By Andy Mulholland, CTO, Capgemini
For the three decades that I have been in IT, users have been the driving force behind every part of technology that became widely accepted—whether it was PCs, mobile phones, or personal digital assistants. In each instance, users saw the value of an advance long before the corporation figured it out. If a corporation's IT doesn't align with what people want, the people find a technology that does.
Web 2.0—this new manifestation of Web technology that encompasses social networking, user-generated content, and other personalized aspects—represents a significant leap into people-centric computing. This is a stage where technology is secondary.
That's a crucial development in terms of rethinking and reshaping the world around us. In the traditional business model, you invent something and then figure out how to develop a product line. Now, however, people suddenly can decide not only how they want to buy things, but also how those things should be designed. We're a long way from the days of Henry Ford and his famous (though probably apocryphal) claim about the Model T: you could get it in any color you want, as long as it was black.
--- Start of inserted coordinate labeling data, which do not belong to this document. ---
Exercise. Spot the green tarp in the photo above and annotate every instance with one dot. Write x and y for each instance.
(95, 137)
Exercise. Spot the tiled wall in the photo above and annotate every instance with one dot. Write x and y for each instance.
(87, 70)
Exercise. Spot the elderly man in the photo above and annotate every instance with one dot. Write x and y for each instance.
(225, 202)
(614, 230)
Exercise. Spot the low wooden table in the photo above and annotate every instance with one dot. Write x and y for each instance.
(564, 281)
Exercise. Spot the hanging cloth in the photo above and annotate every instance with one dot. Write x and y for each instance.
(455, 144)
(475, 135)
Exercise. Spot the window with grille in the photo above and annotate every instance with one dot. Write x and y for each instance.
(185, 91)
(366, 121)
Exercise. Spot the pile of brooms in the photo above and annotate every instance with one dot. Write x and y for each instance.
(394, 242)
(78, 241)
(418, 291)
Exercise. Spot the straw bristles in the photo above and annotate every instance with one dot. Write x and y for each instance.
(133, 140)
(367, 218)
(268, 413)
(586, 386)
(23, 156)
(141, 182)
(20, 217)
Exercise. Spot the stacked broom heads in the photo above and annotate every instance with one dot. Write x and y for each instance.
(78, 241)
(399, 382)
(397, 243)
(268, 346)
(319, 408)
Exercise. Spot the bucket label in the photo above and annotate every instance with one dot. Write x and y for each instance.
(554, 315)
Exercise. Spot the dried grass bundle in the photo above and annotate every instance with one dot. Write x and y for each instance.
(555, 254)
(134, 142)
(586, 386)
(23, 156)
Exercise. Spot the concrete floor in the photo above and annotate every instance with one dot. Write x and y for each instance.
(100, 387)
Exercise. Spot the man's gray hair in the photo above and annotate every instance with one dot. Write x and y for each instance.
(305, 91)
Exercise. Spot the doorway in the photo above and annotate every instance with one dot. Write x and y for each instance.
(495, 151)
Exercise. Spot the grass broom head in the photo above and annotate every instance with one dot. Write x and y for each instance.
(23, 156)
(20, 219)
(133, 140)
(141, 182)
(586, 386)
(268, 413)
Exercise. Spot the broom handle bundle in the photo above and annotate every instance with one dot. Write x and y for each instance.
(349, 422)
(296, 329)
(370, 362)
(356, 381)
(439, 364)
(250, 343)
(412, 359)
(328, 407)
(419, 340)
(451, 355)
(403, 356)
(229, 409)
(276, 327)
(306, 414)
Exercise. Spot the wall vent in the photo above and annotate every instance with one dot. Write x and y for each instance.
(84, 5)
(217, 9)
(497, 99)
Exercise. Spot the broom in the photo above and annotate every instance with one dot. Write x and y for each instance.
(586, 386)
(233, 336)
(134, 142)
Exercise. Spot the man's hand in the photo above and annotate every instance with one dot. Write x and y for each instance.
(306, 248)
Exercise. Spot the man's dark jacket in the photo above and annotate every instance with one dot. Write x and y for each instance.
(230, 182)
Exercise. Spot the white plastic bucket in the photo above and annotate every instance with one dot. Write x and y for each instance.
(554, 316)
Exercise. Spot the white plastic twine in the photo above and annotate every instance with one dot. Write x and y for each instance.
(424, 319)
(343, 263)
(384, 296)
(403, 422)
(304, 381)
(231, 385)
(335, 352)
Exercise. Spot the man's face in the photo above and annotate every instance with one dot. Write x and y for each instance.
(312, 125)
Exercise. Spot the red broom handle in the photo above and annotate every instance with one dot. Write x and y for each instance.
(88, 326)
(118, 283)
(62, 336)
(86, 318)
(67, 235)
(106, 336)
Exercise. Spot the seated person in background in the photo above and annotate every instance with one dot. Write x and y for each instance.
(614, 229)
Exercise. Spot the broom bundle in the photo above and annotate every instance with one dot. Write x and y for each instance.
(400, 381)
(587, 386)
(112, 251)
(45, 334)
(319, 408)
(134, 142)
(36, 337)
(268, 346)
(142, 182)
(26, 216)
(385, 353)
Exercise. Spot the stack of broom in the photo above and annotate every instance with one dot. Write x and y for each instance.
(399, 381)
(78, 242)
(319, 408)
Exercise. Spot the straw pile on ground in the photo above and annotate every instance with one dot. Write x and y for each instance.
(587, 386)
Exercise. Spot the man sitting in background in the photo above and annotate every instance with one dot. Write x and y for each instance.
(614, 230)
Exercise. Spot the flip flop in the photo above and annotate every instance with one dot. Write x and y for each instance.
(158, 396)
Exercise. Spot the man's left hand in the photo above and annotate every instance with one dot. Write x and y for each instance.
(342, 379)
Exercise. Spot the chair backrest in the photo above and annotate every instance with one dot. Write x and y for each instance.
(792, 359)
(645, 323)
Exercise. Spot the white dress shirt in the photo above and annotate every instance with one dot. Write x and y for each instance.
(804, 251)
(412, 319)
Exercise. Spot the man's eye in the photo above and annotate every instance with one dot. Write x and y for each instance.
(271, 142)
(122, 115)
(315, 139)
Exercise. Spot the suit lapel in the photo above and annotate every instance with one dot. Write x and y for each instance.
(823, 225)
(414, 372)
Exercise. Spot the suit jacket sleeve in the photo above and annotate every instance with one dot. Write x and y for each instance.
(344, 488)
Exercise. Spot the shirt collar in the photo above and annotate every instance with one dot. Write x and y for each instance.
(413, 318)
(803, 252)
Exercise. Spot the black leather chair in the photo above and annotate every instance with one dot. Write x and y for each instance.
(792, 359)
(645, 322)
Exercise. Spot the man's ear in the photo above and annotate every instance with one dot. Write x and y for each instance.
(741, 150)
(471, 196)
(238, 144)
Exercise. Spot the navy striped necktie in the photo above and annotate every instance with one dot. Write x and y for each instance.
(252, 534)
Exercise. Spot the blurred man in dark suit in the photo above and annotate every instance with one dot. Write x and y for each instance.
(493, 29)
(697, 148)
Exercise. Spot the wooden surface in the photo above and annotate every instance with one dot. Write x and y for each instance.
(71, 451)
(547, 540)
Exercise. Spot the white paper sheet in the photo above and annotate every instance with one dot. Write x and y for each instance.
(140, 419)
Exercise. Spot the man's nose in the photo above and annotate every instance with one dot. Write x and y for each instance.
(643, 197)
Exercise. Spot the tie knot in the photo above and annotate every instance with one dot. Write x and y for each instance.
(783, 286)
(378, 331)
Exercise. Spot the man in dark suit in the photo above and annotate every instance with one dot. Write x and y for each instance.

But I'm talking about more than custom manufacturing—I'm really talking about a custom experience, the way users choose to do things and see things. It's like the difference between buying a home and renting one. The latter experience may be transitory, but it leads nonetheless to a heightened awareness and understanding of the world. Use of a product is no longer inextricably linked to ownership of the product.
This is not as high-minded as it sounds. It's just that people's desire for the exception is becoming more important than their desire for the prosaic. There's a significant shift underway. We see a new generation of people who, by their very nature, assume that technology allows them to behave and experience the world differently.
In pursuing that idea, we have the opportunity to think about the world differently. Consider a Web site such as www.threadless.com, where people can post T-shirt designs for sale, and consumers can order them as they are or in different colors. That business model is very different from a traditional one, in which someone makes the products and then distributes them to retailers.
Now the primary question is: What roles do IT and the chief information officer have in an organization whose users and customers are technically literate and can demand such flexibility from technology? It takes a significant forward leap in thinking to grapple with this—nothing less than rethinking the roles of the enterprise and the individuals it, and the relationships among themselves and with others outside the company.
The question for IT becomes not which PC or access technology should be deployed, but what information should and should not be shared. It becomes more about how people jointly create value. Value is whatever your job dictates it is. The system handles the routine, and you decide how to create value.
The value of IT, then, stems from its ability to create and manage an environment in which people come together when, with whom, and in whatever way they need to create value. If you follow that model, you get something like threadless.com, which makes the right clothes for the exact number of people who want them, without waste. The world becomes an interesting link to the increasing awareness of using resources sensibly.